European Goldfields - Update for November: For 9 of the last 10 months (down about 29%) due to a longer than anticipated permit review process in which Greece decided whether or not to grant approval for the Olympias and Skouries gold-copper porphyry projects in northeastern Greece (permit initially applied for in 2006) (even after decided the stock continued to fall slightly, down 13% in the 3 months leading to mid November). Skouries alone has the potential to produce at a rate of 350,000 ounces of gold equivalent (about half of that coming from silver). Since the permits were granted, the company hasn't even made up the 9% stock decline experienced over the two months leading up to the decision (July 12, 2011). Base metals like copper continue their lacklustre showing ($4 August 22, 2011 compared to $4.45 on July 29th) making the copper assets less attractive.
The two new permits take away a lot of the risk that scared investors away from the company. Including projects in Turkey and Romania, European Goldfields appears to be well on its way to becoming Europe's largest gold producer by 2013-2014 (over 400,000 ounces of pure gold/yr doesn't include silver and copper). Construction of the mines also won't be a problem with Greece's largest construction company, Ellaktor as its largest shareholder (19.36%). More reason to optimistic about the company outlook: takeovers! Eldorado Gold and Centerra Gold both operate projects in some of the same areas and would probably overpay in a takeover. Also, European Goldfields is considering a move to the main London Stock Exchange index moving up from junior AIM.Also of note, first production at Olympias will be in 2012, in the second quarter of 2011 gross profit increased five fold (up to $2.8M) lowering net income losses to $15.2M which is great considering cash flow currently only comes from a small mine in Stratoni. In Greece, Piavitsa is another possible project location.

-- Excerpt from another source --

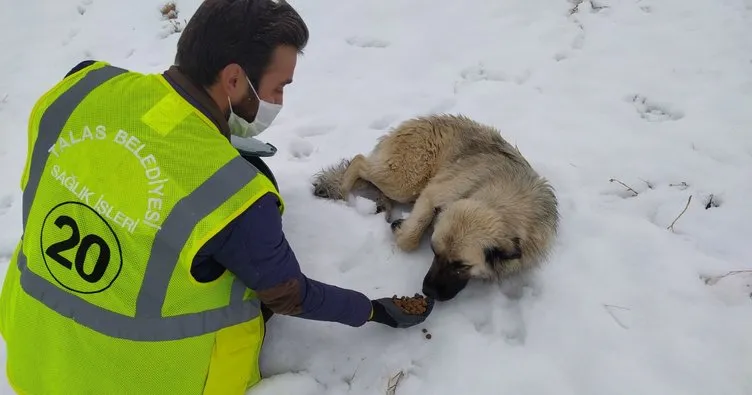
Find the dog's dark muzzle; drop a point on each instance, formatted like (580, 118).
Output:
(442, 282)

Harmony Gold - Has suffered greatly over the last few months due to high costs, earnings disappointments, shaft closures, in litigation with former employees blaming it for their health problems. However, the company remains one of the world's largest gold producers and a major player in Africa. With spot gold closing in on $1900/oz (26.2% increase between June 30 and August 22, 2011) earnings shouldn't continue to be a problem for Harmony. The price won't fix the company's fundamental problems and the risk will still be there but a gold price nearing $2000 will mask many of them. In 2010 Harmony produced 1.566 million ounces of gold equivalent, that's more than Yamana and Eldorado combined though the market value of Harmony is only about half of either of them. Harmony's market valuation is about 2.5X European Goldfields but the size of its reserves is almost 5X greater.

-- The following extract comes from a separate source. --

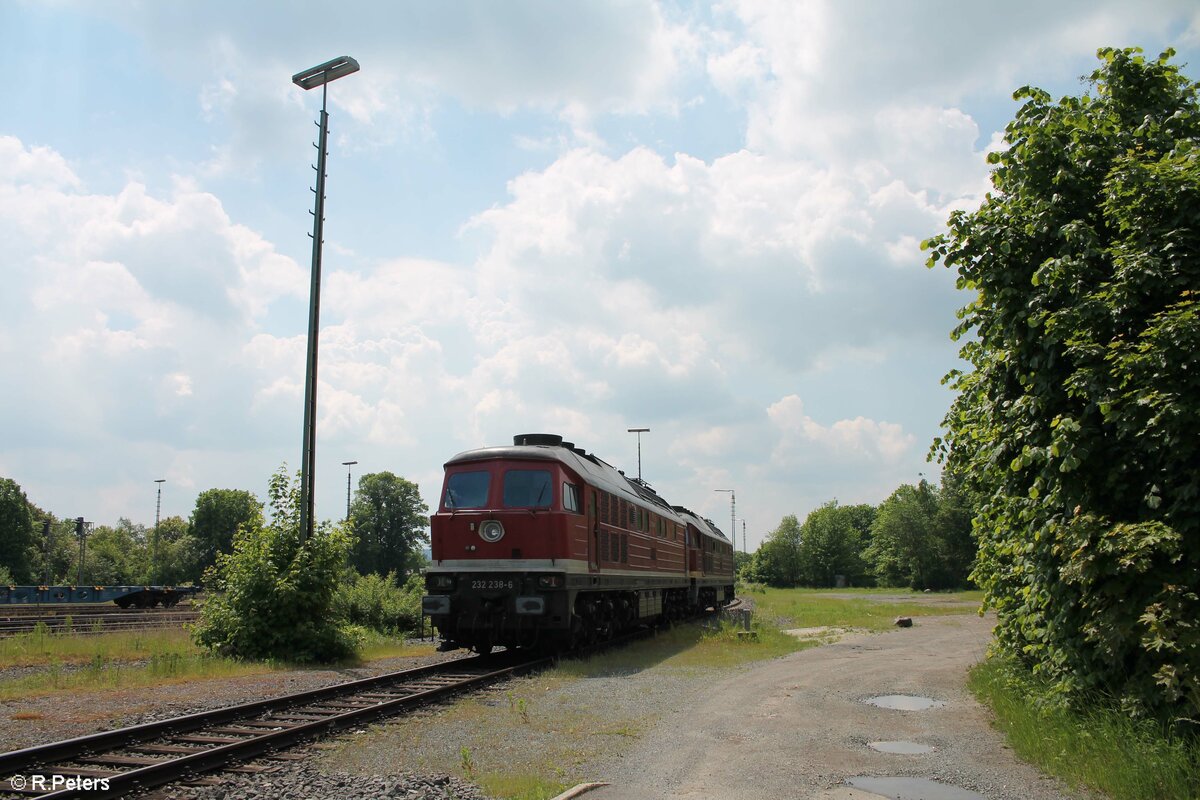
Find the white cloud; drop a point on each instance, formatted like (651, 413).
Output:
(861, 439)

Hecla Mining Company - The gold to silver ratio remains high (about 43 compared to 35 on May 3, 2011 (Silver 44, Gold 1540)) but is starting to come down; August 19-22 gold was up about 5.5% but silver was up more than 9%). Hecla Mining, like many other silver miners, has suffered from volatile prices since silver recorded a high of about $49/oz on April 29, 2011 however with gold about 20% higher than it was at that time and silver 10% lower, silver should eventually break through into the $50 level again. Hecla Mining has high growth potential relative to other silver miners because its fall over the last couple months has been more pronounced (as of Monday morning Aug 22; -33% last 6 months, -11.6% last 3 months, -13% last month compared to Coeur d'Alene (-6.7%, +.24%, -8% respectively), Silver Standard Resources (-3%, -9%, -12.6% respectively) and especially when compared to First Majestic Silver which is up 49% in the last six months (during that period First Majestic released reports confirming growth in production and earnings in 2010 and 2011 (71.8% rise in silver production in 2010 with cash costs among the lowest industry-wide (near $7/oz) compared to $12/oz for Pan American Silver (largest pure-play silver producer). Hecla also has low net cash costs realized (-$1/oz in 2010).